The secure, open and resilient Internet is a key asset for all citizens, businesses and governments. Trustworthy and reliable services and digital tools are essential elements for economic growth, innovation, development, social cohesion, security, defence and the fight against climate change.
The EU supports a global, open, stable and secure cyberspace, grounded in the rule of law, human rights, fundamental freedoms and democratic values.
Geopolitical competition is threatening the open and secure Internet. State actors, which wish to limit freedoms, and non-state actors, which misuse system vulnerabilities for financial benefit, for information gathering, for disinformation and misinformation purposes, are undermining the long-term integrity of the Internet.

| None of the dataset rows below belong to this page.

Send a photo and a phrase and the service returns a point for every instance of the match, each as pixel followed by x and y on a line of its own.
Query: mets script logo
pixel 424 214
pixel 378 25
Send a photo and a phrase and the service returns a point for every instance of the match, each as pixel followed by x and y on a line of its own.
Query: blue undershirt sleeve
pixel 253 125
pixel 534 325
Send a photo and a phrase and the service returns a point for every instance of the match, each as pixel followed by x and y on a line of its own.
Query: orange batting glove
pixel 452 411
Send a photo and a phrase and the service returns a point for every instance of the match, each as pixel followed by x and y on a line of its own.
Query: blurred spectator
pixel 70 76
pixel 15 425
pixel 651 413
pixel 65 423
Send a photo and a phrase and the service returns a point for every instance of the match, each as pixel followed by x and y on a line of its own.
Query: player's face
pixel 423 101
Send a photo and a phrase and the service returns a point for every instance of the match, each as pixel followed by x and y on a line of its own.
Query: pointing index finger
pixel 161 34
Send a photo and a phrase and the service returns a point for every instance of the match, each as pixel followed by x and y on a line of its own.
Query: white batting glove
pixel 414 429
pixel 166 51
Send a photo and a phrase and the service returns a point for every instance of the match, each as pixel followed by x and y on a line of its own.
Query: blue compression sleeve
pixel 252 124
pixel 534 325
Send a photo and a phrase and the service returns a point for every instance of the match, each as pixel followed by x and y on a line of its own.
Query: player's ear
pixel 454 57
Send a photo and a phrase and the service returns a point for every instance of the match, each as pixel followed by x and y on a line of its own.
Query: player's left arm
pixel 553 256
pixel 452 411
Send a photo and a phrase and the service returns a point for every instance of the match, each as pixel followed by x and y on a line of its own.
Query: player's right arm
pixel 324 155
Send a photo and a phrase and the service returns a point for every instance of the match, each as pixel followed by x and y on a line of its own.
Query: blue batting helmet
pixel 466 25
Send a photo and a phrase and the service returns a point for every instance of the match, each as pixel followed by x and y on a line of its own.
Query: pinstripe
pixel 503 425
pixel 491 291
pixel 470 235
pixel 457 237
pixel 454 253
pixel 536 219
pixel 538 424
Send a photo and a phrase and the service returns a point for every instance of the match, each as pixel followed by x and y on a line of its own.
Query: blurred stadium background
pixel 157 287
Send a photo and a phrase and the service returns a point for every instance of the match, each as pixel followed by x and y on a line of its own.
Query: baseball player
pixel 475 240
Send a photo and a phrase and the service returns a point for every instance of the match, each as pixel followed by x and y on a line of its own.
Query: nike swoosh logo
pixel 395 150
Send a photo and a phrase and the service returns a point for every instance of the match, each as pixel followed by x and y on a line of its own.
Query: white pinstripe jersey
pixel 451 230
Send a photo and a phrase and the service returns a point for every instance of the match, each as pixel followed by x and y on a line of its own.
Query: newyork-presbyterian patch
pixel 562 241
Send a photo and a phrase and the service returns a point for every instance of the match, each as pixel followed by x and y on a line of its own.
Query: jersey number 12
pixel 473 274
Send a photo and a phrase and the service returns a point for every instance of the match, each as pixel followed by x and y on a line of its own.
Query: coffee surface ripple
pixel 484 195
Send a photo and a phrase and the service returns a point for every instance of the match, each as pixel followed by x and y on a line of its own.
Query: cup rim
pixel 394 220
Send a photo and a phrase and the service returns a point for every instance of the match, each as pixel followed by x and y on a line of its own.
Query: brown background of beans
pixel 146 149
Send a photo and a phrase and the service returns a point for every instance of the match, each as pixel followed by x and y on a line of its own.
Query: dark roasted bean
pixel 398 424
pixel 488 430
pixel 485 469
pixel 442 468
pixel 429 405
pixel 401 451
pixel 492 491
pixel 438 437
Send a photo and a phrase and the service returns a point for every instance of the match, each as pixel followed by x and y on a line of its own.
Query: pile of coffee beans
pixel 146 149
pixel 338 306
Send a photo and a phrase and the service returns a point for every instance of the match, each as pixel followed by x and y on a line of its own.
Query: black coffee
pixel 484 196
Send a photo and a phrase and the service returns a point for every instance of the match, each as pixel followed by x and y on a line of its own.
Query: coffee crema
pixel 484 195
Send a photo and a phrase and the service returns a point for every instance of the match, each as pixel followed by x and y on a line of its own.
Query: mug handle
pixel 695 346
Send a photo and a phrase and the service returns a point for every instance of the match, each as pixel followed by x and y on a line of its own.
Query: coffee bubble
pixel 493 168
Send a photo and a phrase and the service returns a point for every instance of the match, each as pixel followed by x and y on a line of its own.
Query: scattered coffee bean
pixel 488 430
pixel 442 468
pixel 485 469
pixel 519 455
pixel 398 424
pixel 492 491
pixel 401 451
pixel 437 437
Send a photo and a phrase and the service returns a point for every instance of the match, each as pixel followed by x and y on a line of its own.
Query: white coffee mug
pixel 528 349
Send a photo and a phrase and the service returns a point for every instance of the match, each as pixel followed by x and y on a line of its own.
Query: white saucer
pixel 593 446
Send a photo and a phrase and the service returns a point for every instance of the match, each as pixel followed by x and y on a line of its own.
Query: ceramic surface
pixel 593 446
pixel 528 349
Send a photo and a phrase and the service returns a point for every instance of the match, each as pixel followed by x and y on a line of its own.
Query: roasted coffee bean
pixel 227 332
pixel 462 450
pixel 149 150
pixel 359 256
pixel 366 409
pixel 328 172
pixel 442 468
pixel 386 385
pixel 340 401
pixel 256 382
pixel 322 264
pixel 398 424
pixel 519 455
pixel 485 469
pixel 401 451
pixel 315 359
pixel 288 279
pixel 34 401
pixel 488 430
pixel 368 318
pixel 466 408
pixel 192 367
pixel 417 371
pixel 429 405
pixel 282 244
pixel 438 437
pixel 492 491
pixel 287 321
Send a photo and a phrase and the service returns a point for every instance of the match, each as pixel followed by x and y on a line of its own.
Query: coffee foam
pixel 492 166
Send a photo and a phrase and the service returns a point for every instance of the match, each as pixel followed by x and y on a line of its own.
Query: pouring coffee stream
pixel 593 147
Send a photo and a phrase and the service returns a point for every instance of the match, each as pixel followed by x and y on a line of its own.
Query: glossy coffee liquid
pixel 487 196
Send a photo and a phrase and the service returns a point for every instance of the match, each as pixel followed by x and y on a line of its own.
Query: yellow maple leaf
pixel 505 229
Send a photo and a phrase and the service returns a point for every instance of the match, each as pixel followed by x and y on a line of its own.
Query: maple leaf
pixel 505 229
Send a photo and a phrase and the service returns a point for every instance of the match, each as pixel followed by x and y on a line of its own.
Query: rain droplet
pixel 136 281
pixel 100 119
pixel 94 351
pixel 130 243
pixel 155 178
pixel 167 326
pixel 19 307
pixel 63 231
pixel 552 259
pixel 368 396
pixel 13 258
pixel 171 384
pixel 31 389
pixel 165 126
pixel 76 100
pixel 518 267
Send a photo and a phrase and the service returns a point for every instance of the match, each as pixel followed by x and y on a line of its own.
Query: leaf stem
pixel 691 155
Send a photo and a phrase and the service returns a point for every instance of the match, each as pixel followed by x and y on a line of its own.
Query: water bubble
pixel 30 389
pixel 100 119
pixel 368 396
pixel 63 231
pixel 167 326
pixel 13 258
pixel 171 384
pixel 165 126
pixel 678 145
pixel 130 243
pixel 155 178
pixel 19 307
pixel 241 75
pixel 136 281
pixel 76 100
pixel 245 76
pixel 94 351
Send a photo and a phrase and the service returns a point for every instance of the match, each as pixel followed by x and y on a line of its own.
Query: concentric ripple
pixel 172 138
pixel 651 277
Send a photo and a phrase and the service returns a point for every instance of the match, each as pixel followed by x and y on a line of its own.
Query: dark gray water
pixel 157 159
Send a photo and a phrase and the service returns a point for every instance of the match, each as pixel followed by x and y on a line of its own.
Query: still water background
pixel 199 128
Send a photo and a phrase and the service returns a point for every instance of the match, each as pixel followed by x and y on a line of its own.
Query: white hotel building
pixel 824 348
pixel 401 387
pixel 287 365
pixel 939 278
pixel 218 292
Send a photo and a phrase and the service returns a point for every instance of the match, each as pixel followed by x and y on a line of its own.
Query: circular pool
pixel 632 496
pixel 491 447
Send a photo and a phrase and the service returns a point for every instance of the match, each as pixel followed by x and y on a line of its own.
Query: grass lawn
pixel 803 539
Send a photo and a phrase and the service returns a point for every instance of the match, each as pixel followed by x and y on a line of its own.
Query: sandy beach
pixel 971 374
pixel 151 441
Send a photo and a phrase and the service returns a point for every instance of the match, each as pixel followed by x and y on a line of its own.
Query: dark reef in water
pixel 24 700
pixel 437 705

How is the EU responding to this global threat? How the EU is addressing this critical issue through dialogue and partnerships? The EU launched its Global Gateway initiative in 2021 aiming to boost smart, clean and secure infrastructure links in digital, energy, transport, and strengthen health, education and research systems across the world. What is the potential of the Global Gateway to support an open and secure Internet that would be beneficial to all? How does the EEAS approach the issue and promote appropriate tools for an open and secure Internet globally?
Panellists noted that cybercrime, disinformation and censorship are major obstacles to a free internet, especially in Africa. Both state and non-state actors weaponise the internet, making it unsafe for users.
The EU can contribute by helping Africa to develop proprietary platforms that respond to African needs. In this context, speakers stated there must be a human-centric, development focused approach to technology that includes cybersecurity education and support for democratic principles. In addition, investment in infrastructure is needed to ensure access for everyone.